Agent

class sorrel.agents.Agent(observation_spec: ObservationSpec, action_spec: ActionSpec, model: BaseModel, location=None)

An abstract class for agents, a special type of entities.

Note that this is a subclass of agentarium.entities.Entity.

observation_spec

The observation specification to use for this agent.

Type:

sorrel.observation.observation_spec.ObservationSpec

model

The model that this agent uses.

Type:

sorrel.models.base_model.BaseModel

action_space

The range of actions that the agent is able to take, represented by a list of integers.

Warning

Currently, each element in action_space should be the index of that element. In other words, it should be a list of neighbouring integers in increasing order starting at 0.

For example, if the agent has 4 possible actions, it should have action_space = [0, 1, 2, 3].

Attributes that override parent (Entity)’s default values:
  • has_transitions - Defaults to True instead of False.

Methods

Abstract Methods

abstractmethod Agent.reset() None

Reset the agent (and its memory).

abstractmethod Agent.pov(world: W) ndarray

Defines the agent’s observation function.

Parameters:

env (Gridworld) – the environment that this agent is observing.

Returns:

the observed state.

Return type:

torch.Tensor

abstractmethod Agent.get_action(state: ndarray) int

Gets the action to take based on the current state from the agent’s model.

Parameters:

state (torch.Tensor) – the current state observed by the agent.

Returns:

the action chosen by the agent’s model given the state.

Return type:

int

abstractmethod Agent.act(world: W, action: int) float

Act on the environment.

Parameters:
  • env (Gridworld) – The environment in which the agent is acting.

  • action – an element from this agent’s action space indicating the action to take.

Returns:

the reward associated with the action taken.

Return type:

float

abstractmethod Agent.is_done(world: W) bool

Determines if the agent is done acting given the environment.

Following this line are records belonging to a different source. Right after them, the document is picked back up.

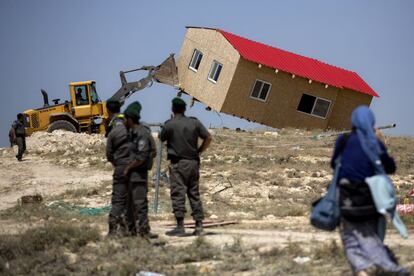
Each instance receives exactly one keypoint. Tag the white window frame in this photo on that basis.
(314, 104)
(195, 52)
(211, 69)
(268, 92)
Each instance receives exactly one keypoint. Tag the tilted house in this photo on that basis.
(267, 85)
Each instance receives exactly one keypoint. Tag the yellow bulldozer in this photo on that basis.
(85, 112)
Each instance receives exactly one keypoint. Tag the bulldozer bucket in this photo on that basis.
(166, 72)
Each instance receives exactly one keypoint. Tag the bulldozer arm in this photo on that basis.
(165, 73)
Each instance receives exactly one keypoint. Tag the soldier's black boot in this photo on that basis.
(145, 232)
(198, 231)
(178, 230)
(112, 230)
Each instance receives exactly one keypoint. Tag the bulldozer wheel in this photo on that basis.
(61, 124)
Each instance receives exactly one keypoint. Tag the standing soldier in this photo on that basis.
(181, 134)
(141, 143)
(117, 152)
(18, 135)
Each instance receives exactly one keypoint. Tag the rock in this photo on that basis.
(301, 260)
(266, 249)
(316, 174)
(70, 258)
(271, 133)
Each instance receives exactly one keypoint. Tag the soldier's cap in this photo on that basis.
(178, 102)
(133, 110)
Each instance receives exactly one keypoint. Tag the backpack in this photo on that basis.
(153, 152)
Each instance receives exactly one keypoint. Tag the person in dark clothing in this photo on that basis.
(18, 135)
(118, 153)
(360, 152)
(141, 143)
(181, 134)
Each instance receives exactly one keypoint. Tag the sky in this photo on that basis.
(47, 44)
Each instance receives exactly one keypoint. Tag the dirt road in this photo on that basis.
(37, 175)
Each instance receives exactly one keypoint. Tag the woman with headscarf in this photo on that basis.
(363, 154)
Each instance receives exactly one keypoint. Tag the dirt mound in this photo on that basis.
(68, 148)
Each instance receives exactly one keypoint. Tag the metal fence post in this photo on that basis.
(158, 176)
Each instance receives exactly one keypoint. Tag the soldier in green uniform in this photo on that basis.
(141, 143)
(18, 135)
(118, 153)
(181, 134)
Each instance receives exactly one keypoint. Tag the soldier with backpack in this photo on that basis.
(142, 153)
(17, 135)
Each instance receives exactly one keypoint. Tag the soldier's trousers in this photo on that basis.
(139, 196)
(118, 214)
(21, 145)
(184, 177)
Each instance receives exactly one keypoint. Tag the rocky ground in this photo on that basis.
(265, 181)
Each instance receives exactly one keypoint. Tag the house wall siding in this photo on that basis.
(214, 47)
(346, 102)
(280, 109)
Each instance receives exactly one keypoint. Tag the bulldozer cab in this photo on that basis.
(85, 100)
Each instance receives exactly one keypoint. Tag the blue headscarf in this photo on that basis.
(363, 120)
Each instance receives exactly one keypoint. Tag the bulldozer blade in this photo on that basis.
(166, 72)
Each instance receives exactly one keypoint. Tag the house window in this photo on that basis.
(195, 60)
(260, 90)
(215, 71)
(313, 105)
(81, 95)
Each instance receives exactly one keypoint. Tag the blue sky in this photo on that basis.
(48, 43)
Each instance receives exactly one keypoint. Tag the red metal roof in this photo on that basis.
(296, 64)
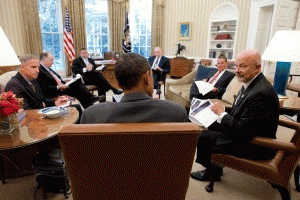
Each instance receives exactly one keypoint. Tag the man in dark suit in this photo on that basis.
(160, 66)
(24, 85)
(137, 105)
(53, 86)
(220, 80)
(86, 67)
(256, 107)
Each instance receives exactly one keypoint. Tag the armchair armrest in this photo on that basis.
(275, 144)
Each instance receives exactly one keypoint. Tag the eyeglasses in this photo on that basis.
(242, 67)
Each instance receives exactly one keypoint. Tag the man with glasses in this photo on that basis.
(220, 80)
(256, 106)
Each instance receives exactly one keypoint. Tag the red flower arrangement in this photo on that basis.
(9, 104)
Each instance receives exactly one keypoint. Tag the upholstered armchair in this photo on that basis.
(179, 90)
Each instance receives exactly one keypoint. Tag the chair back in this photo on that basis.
(129, 160)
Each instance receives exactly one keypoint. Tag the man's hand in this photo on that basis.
(89, 67)
(157, 68)
(62, 87)
(218, 108)
(61, 100)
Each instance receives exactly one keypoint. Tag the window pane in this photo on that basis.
(104, 40)
(96, 14)
(142, 40)
(140, 26)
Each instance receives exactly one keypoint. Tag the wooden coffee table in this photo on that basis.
(34, 130)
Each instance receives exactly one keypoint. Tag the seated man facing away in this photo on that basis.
(86, 67)
(134, 75)
(24, 85)
(256, 107)
(53, 86)
(220, 80)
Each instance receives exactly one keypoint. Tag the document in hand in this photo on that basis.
(204, 87)
(77, 77)
(201, 114)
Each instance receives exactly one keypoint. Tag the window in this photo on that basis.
(96, 14)
(140, 26)
(52, 32)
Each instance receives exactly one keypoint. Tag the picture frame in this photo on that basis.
(184, 30)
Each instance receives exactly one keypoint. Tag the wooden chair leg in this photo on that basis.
(284, 192)
(212, 171)
(296, 178)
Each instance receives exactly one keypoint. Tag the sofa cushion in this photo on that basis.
(203, 71)
(179, 89)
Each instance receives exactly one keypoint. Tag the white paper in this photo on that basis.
(100, 67)
(204, 87)
(201, 113)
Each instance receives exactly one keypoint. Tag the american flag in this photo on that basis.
(68, 38)
(126, 46)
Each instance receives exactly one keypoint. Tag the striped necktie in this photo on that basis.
(214, 77)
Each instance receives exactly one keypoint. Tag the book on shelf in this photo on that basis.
(201, 113)
(77, 77)
(204, 87)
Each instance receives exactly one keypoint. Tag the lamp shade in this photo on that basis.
(284, 47)
(8, 56)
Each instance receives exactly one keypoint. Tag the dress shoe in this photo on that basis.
(97, 98)
(158, 91)
(205, 176)
(117, 91)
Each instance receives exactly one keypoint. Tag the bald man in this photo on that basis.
(256, 107)
(160, 66)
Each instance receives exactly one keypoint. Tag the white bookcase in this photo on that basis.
(222, 31)
(222, 38)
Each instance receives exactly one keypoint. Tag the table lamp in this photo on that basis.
(8, 56)
(285, 49)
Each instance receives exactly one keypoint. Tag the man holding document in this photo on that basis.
(256, 107)
(214, 86)
(53, 86)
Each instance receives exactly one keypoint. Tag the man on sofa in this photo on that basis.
(24, 85)
(219, 79)
(53, 86)
(134, 75)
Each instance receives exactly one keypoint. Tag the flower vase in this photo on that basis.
(8, 124)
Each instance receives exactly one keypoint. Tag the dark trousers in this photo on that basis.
(216, 142)
(96, 78)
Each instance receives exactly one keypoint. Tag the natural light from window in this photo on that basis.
(140, 26)
(96, 14)
(50, 15)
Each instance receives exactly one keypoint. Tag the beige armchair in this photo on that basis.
(178, 90)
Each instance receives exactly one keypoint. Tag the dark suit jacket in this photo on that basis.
(135, 107)
(79, 64)
(164, 64)
(255, 114)
(32, 99)
(47, 83)
(221, 84)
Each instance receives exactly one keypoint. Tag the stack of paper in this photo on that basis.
(201, 113)
(204, 87)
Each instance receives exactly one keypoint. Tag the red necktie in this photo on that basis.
(214, 77)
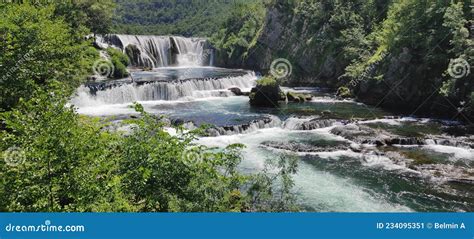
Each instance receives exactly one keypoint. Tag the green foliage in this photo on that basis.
(267, 81)
(187, 18)
(240, 31)
(343, 92)
(68, 161)
(120, 62)
(95, 15)
(37, 47)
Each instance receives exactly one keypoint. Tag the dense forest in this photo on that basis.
(182, 17)
(56, 160)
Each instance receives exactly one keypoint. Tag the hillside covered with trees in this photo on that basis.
(406, 55)
(182, 17)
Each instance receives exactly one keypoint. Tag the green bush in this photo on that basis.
(70, 163)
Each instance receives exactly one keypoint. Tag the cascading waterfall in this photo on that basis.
(160, 51)
(173, 90)
(191, 51)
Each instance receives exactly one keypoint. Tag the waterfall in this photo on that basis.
(191, 51)
(172, 90)
(160, 51)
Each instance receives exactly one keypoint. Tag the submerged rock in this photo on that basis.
(265, 122)
(265, 95)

This might be based on the experiment’s maximum number of turns from the agent’s cfg file.

Parameters:

env (Gridworld) – the environment that the agent is in.

Returns:

whether the agent is done acting. False by default.

Return type:

bool

Non-Abstract Methods

Agent.add_memory(state: ndarray, action: int, reward: float, done: bool) None

Add an experience to the memory.

Parameters:
  • state (np.ndarray) – the state to be added.

  • action (int) – the action taken by the agent.

  • reward (float) – the reward received by the agent.

  • done (bool) – whether the episode terminated after this experience.

Agent.transition(world: W) None

Processes a full transition step for the agent.

This function does the following: - Get the current state from the environment through pov() - Get the action based on the current state through get_action() - Changes the environment based on the action and obtains the reward through act() - Determines if the agent is done through is_done()

Parameters:

env (Gridworld) – the environment that this agent is acting in.